Lyn Simpson, chief executive of the North Cumbria Integrated Care NHS Foundation Trust, which operates the Cumberland Infirmary, said: “Our 6,000-strong workforce have been outstanding throughout this pandemic and we’ve seen over 300 staff being redeployed into other roles and even coming out of retirement and volunteering to support the response.

“For all of our staff and our front line staff, in particular, this unprecedented event has been exceptionally challenging. In line with the rest of the country, I know staff have been concerned throughout these difficult times and that this has had a significant impact on them. The support of our communities has been important to our front line workers and others who have helped all those affected by this virus.

“One of our key objectives from the start of the incident response was to protect staff and that has been at the forefront of our mind throughout. We have provided in line with or above national guidelines in relation to PPE for our Covid wards.

"The executive team and I have visited and discussed issues each week with staff representatives to listen and respond. We have put in place a range of staff wellbeing processes and resources including a dedicated confidential staff wellbeing telephone line.

“We know there have been issues with supplies which was reported nationally however the trust has not run out of PPE and we have been able to supply all Covid wards with PHE-approved PPE throughout this pandemic.

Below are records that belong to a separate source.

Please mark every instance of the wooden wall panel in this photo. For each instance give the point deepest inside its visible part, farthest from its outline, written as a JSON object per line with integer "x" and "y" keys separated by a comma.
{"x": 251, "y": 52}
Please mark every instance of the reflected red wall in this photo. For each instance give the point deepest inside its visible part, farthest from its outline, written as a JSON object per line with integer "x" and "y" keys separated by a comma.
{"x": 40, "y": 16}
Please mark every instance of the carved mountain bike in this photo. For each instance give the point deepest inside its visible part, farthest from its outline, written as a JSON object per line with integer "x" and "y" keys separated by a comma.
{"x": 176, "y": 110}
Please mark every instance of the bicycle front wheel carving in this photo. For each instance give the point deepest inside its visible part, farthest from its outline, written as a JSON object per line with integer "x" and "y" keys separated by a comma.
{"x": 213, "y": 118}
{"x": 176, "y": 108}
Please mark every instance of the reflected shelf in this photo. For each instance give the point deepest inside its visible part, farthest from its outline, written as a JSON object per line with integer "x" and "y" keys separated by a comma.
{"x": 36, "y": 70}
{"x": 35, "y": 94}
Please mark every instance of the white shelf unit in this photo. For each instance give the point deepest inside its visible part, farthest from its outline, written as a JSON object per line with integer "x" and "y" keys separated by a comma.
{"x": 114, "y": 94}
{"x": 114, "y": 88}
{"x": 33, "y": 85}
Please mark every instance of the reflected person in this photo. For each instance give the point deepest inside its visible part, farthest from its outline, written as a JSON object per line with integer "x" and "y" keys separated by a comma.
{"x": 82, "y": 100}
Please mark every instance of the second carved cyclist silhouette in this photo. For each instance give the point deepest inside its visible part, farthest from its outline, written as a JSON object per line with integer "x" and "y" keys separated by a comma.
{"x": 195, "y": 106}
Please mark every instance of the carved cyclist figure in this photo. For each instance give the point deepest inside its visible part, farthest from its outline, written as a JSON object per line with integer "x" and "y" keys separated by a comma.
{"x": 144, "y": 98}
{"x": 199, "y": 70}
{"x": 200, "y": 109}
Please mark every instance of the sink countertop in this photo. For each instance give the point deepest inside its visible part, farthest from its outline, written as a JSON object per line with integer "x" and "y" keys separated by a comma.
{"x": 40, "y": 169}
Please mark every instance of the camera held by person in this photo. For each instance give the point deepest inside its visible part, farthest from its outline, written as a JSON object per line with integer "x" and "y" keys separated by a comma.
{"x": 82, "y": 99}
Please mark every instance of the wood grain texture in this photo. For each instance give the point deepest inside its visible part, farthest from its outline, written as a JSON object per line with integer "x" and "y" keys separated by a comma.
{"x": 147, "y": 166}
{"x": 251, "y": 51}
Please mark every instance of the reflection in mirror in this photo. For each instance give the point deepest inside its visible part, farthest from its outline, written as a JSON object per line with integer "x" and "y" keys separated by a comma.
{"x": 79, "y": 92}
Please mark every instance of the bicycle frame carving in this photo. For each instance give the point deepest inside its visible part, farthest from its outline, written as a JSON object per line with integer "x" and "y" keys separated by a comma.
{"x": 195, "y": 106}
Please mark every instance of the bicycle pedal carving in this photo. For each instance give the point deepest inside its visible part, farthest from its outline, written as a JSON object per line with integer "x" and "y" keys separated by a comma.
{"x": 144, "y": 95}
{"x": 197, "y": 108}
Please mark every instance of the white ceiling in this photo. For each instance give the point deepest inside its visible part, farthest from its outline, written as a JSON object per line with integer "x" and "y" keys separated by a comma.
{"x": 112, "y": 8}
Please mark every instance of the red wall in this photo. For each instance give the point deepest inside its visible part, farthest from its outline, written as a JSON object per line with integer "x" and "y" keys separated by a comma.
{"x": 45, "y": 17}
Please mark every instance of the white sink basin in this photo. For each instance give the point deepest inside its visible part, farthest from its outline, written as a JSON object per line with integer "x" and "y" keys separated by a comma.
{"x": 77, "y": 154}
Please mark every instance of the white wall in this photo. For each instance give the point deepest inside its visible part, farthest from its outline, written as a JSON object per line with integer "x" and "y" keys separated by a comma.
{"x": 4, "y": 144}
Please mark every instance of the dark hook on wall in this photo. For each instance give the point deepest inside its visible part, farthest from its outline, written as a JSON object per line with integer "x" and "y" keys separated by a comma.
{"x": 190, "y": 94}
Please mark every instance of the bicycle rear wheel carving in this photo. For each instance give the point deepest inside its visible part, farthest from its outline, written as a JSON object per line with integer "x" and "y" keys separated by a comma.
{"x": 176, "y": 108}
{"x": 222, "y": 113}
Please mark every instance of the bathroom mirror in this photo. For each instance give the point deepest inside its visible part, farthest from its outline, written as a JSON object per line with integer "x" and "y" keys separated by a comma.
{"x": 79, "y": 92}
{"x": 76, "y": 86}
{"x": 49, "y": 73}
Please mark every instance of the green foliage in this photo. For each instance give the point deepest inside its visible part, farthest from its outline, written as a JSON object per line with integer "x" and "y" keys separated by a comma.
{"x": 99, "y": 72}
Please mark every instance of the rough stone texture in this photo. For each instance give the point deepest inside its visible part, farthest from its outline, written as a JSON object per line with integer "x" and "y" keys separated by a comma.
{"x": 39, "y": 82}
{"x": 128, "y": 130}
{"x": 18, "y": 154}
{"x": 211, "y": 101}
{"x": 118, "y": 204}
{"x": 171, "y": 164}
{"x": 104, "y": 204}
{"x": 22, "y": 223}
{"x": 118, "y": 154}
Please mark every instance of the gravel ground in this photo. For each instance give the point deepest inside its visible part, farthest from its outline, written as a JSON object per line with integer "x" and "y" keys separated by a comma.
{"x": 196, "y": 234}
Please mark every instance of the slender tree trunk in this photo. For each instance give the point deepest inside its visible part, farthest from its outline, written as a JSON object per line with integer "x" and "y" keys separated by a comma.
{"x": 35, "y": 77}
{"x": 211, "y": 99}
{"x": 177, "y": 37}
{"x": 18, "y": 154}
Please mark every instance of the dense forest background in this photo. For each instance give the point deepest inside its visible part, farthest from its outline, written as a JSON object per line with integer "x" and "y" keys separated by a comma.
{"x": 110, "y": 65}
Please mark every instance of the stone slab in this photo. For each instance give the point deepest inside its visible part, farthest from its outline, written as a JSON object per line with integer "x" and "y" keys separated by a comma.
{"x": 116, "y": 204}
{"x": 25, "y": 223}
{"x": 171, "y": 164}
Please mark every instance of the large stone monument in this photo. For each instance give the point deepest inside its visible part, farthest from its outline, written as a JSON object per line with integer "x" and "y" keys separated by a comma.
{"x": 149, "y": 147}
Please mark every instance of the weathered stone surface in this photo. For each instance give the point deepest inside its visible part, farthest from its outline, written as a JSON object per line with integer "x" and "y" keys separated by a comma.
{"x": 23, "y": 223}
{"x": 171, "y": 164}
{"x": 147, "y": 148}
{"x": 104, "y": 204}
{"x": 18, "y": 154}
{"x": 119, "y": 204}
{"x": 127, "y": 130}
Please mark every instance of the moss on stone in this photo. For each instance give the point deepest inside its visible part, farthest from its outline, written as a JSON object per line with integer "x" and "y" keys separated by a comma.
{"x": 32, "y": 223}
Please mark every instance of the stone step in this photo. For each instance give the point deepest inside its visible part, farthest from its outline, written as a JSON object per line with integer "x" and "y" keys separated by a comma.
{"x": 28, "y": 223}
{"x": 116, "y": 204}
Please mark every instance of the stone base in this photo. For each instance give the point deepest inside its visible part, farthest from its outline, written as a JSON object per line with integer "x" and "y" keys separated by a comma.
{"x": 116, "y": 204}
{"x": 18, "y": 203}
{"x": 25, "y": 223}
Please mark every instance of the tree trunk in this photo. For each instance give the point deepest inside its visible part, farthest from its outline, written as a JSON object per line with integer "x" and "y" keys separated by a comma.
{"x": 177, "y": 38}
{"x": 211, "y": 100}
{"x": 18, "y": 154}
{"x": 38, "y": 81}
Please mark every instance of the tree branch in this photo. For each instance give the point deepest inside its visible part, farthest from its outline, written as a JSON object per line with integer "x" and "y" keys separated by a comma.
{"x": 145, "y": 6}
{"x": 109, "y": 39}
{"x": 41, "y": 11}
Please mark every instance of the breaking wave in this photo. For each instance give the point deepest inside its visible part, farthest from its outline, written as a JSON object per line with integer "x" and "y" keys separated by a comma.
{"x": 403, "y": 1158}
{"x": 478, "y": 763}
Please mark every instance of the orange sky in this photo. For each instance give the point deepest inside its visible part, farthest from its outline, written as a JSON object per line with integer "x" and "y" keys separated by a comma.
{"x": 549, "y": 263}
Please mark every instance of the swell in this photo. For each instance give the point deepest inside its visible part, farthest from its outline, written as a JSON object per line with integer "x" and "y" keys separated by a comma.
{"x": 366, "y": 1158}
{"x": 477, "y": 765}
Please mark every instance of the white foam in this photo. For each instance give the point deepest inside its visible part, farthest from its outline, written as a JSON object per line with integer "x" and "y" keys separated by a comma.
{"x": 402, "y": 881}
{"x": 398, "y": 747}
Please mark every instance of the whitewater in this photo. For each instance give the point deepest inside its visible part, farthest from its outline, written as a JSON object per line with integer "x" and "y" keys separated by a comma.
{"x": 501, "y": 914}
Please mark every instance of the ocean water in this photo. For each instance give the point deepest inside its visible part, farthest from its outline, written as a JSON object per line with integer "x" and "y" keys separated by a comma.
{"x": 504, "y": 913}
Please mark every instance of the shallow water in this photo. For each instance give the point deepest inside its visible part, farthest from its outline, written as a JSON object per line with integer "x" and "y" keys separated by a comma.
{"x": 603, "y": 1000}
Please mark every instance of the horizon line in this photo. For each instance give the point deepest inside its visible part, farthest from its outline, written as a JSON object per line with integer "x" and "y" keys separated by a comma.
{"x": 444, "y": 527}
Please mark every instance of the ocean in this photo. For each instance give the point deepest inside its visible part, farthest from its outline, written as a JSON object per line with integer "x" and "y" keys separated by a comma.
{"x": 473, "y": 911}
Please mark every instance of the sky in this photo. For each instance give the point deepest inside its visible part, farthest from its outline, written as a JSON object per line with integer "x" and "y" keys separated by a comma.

“We have followed national guidance in relation to testing and we continue to test symptomatic staff and, based on clinical need, we also now test asymptomatic staff. We were not able to undertake this level of testing when the virus was at its peak.

“The national guidance has changed frequently and this has been challenging to communicate with staff however we have been sharing staff updates daily.

“We welcome all feedback which provides us with lots of learning and also some excellent work where we are celebrating good practice. Every story is valued by us and it is good that people share their stories so that we can all reflect on how we move forward together.”